Había algo que tenía que hacer. Parte de mí se maravillaba ante mi estupidez mientras me embutía en unos pantalones cortos y una camiseta, y me calzaba unas sandalias. La pinta que tenía era casi peor que la del día anterior, por lo que solo me dediqué una mirada de refilón en el espejo. Me sorprendí y alegré al mismo tiempo cuando reparé en que el bolso estaba sobre la mesa en el salón. Alguien lo había recuperado del cuartel general de la Hermandad la noche pasada. Guardé en él la llave de plástico y me encaminé por los silenciosos pasillos del hotel.
No era el turno de Barry, y su sustituto había sido bien preparado; no iba a preguntarme lo que estaba haciendo por allí con el aspecto de haber sido arrollada por un tren. Me consiguió un taxi y le dijo al conductor dónde necesitaba ir. El conductor me miró por el espejo retrovisor.
– ¿No debería ir a un hospital? -sugirió con brusquedad.

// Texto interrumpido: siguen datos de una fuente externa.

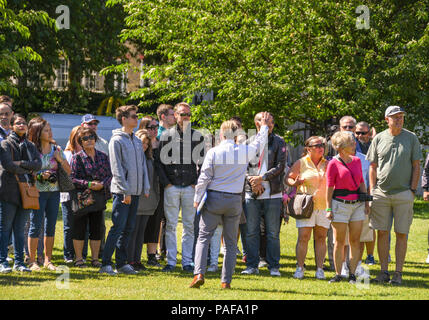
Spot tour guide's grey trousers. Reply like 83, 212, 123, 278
194, 190, 242, 283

– No. Ya he ido a uno. -No sirvió para confortarlo.
– Si esos vampiros la tratan tan mal, ¿por qué sale con ellos?
– Los humanos me hicieron esto -rebatí-. No los vampiros.

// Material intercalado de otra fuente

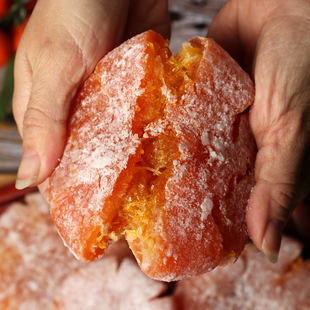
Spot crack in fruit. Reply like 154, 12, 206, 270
96, 43, 202, 261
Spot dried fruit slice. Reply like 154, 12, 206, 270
53, 256, 174, 310
174, 237, 310, 310
50, 31, 256, 281
0, 193, 83, 310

Se puso en marcha. No había apenas tráfico; se trataba de un domingo por la mañana bien temprano. En quince minutos estábamos en el mismo lugar que la noche de ayer, el aparcamiento de la Hermandad.
– ¿Me puede esperar aquí? -pregunté al conductor. Era un hombre de alrededor de sesenta años, canoso y sin un diente.

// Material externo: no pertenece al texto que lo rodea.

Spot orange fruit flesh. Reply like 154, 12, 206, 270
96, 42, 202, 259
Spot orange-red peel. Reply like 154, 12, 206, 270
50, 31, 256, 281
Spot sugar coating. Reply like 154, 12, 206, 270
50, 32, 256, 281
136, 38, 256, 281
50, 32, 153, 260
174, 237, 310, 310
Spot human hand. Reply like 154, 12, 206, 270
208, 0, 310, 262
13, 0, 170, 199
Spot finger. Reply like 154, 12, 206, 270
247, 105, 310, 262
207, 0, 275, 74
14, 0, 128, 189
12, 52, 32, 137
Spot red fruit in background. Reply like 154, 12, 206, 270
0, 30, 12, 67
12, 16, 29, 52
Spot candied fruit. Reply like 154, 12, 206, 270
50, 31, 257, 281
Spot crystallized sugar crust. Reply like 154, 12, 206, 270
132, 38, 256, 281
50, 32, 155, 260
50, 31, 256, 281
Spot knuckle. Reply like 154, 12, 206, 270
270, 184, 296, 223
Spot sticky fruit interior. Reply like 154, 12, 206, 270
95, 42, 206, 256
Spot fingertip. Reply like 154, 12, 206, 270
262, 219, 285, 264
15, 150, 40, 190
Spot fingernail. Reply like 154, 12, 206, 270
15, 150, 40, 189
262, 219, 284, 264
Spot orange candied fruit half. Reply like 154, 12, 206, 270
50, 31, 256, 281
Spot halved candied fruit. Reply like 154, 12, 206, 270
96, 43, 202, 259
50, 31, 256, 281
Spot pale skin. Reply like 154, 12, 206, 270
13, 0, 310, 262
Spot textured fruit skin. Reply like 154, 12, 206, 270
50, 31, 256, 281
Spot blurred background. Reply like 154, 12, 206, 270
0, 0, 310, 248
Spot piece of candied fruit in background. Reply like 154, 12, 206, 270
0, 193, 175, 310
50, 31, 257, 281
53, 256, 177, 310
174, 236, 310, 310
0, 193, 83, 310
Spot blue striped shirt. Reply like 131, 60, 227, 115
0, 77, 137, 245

Llevaba una camiseta a cuadros con broches en lugar de botones.
– Creo que soy capaz -respondió. Sacó una novela del oeste de Louis L'Amour de debajo de su asiento, y encendió la luz del coche para poder leer.
Bajo el brillo de los fluorescentes, el aparcamiento no mostraba ninguna señal de los acontecimientos acaecidos horas antes. Solo quedaba allí un par de vehículos, e imaginé que habían sido abandonados durante la confusión del momento. Uno de ellos sería de Gabe. ¿Tendría una familia? Espero que no. Por dos cosas. La primera, porque era un sádico que lo más seguro es que convirtiera sus vidas un infierno, y en segundo lugar, porque tendrían que preguntarse cómo y por qué había muerto. ¿Qué harían ahora Steve y Sarah Newlin? ¿Tendrían suficiente personal como para seguir adelante? Casi estaba segura de que las armas y las provisiones siguieran allí, en la iglesia. Tal vez las estuvieran acumulando para la llegada del Apocalipsis.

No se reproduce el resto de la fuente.